Transform Operation name Description
Shift shift Re-map fields from input paths to output paths
Default default Fill in missing or null fields
Remove remove Delete specified fields
Sort sort Sort all dict keys alphabetically
Cardinality cardinality Enforce ONE or MANY cardinality on fields
ModifyOverwrite modify-overwrite-beta Apply functions, always overwriting
ModifyDefault modify-default-beta Apply functions only to absent fields
Chainr Chain multiple transforms sequentially

Installation

pip install jolt-py

CLI Usage

jolt-py includes a command-line interface for testing specs or running transformations in shell pipelines:

# Transform a file
pyjolt input.json --spec spec.json --indent 2

# Use in a pipeline
cat input.json | pyjolt --spec spec.json > output.json

Quick Start

The canonical JOLT example — re-shape a nested rating object:

from pyjolt import Chainr

spec = [
    {
        "operation": "shift",
        "spec": {
            "rating": {
                "primary": {
                    "value": "Rating",
                    "max":   "RatingRange"
                },
                "*": {
                    "value": "SecondaryRatings.&1.Value",
                    "max":   "SecondaryRatings.&1.Range"
                }
            }
        }
    },
    {
        "operation": "default",
        "spec": {"Rating": 0}
    }
]

input_data = {
    "rating": {
        "primary":  {"value": 3, "max": 5},
        "quality":  {"value": 4, "max": 5},
        "sharpness":{"value": 2, "max": 10}
    }
}

result = Chainr.from_spec(spec).apply(input_data)
# {
#   "Rating": 3,
#   "RatingRange": 5,
#   "SecondaryRatings": {
#     "quality":   {"Value": 4, "Range": 5},
#     "sharpness": {"Value": 2, "Range": 10}
#   }
# }

Real-World Examples

E-commerce order normalisation

Transform a raw checkout payload into an internal order schema — renaming fields, typing prices, and stripping sensitive data:

from pyjolt import Chainr

spec = [
    {
        "operation": "shift",
        "spec": {
            "orderId": "id",
            "customer": {
                "firstName": "customer.first",
                "lastName":  "customer.last",
                "emailAddress": "customer.email",
            },
            "lineItems": {
                "*": {
                    "sku":       "items[].sku",
                    "qty":       "items[].quantity",
                    "unitPrice": "items[].price",
                }
            },
            "shippingMethod": "shipping.method",
        },
    },
    {
        # Convert price strings to floats inside each item
        "operation": "modify-overwrite-beta",
        "spec": {"items": {"*": {"price": "=toDouble"}}},
    },
    {
        "operation": "default",
        "spec": {"shipping": {"method": "standard"}},
    },
    {
        "operation": "remove",
        "spec": {"couponCode": ""},
    },
]

raw_order = {
    "orderId": "ORD-9921",
    "customer": {
        "firstName": "Jane", "lastName": "Doe",
        "emailAddress": "jane.doe@example.com",
    },
    "lineItems": [
        {"sku": "ABC-1", "qty": 2, "unitPrice": "19.99"},
        {"sku": "XYZ-7", "qty": 1, "unitPrice": "5.49"},
    ],
    "shippingMethod": "express",
    "couponCode": None,
}

result = Chainr.from_spec(spec).apply(raw_order)
# {
#   "id": "ORD-9921",
#   "customer": {"first": "Jane", "last": "Doe", "email": "jane.doe@example.com"},
#   "items": [
#     {"sku": "ABC-1", "quantity": 2, "price": 19.99},
#     {"sku": "XYZ-7", "quantity": 1, "price":  5.49}
#   ],
#   "shipping": {"method": "express"}
# }

Note — the items[].field syntax builds an array of objects where each wildcard iteration (* over lineItems) contributes one element.

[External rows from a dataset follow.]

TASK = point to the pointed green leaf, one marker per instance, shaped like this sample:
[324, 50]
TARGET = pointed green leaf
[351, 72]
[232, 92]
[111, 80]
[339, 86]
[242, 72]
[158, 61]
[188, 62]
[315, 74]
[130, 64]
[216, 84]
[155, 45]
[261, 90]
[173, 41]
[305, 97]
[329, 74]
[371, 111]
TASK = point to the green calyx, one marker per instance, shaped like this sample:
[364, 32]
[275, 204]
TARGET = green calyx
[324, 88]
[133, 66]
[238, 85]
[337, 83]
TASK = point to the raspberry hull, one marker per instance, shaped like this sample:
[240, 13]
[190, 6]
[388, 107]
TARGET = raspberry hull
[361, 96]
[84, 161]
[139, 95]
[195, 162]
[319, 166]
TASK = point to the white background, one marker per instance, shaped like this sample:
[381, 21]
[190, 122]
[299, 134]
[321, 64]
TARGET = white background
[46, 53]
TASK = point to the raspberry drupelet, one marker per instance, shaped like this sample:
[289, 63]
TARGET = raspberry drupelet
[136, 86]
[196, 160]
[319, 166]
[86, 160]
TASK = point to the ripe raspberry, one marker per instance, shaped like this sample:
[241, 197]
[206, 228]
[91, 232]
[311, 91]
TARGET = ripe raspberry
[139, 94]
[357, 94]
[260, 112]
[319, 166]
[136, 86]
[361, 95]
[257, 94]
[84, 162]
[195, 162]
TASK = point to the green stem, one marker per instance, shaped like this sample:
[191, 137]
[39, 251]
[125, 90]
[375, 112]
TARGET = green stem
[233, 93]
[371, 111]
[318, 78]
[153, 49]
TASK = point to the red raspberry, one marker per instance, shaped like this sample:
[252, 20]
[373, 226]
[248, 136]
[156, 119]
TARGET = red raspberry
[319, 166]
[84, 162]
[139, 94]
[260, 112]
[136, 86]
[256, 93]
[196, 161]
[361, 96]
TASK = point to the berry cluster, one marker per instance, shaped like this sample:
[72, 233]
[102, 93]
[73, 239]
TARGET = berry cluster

Multiple fields from the same iteration (sku, qty, price) all land in the same array slot automatically.


API response normalisation

Flatten a paginated search response, rename fields, and default missing values:

spec = [
    {
        "operation": "shift",
        "spec": {
            "total_count": "meta.total",
            "items": {
                "*": {
                    "id":               "repos[].id",
                    "full_name":        "repos[].name",
                    "stargazers_count": "repos[].stars",
                    "language":         "repos[].language",
                    "private":          "repos[].private",
                }
            },
        },
    },
    {
        "operation": "default",
        "spec": {"repos": {"*": {"language": "unknown"}}},
    },
    {"operation": "sort"},
]

User profile flattening + PII scrub

Flatten a nested CMS user object into a flat CRM record and strip PII before export:

spec = [
    {
        "operation": "shift",
        "spec": {
            "userId": "crm.id",
            "profile": {
                "displayName": "crm.name",
                "address": {
                    "city":    "crm.city",
                    "country": "crm.country",
                },
            },
            "account": {
                "plan":      "crm.plan",
                "createdAt": "crm.joinDate",
                "tags":      "crm.tags",
            },
            # profile.email, profile.phone, internal.* are intentionally
            # omitted from the spec and therefore dropped from the output
        },
    },
    {"operation": "default",         "spec": {"crm": {"plan": "free", "tags": []}}},
    {"operation": "modify-overwrite-beta", "spec": {"crm": {"plan": "=toUpperCase"}}},
    {"operation": "cardinality",     "spec": {"crm": {"tags": "MANY"}}},
]

IoT sensor normalisation

Three device types emit subtly different payloads — one pipeline normalises them into a uniform time-series schema:

spec = [
    {
        "operation": "shift",
        "spec": {
            "device_id": "deviceId",
            "type":      "sensorType",
            "ts":        "timestamp",
            "reading": {
                "celsius": "value",   # temperature devices
                "percent": "value",   # humidity devices
                "hpa":     "value",   # pressure devices
                "unit":    "unit",
            },
            "battery_pct": "batteryPercent",
        },
    },
    {
        "operation": "modify-overwrite-beta",
        "spec": {
            "value":          "=toDouble",
            "batteryPercent": "=toInteger",
        },
    },
    {
        "operation": "default",
        "spec": {"batteryPercent": -1},   # sentinel for older firmware
    },
]

Transform Reference

Shift

Re-map fields by specifying where each input field should go in the output.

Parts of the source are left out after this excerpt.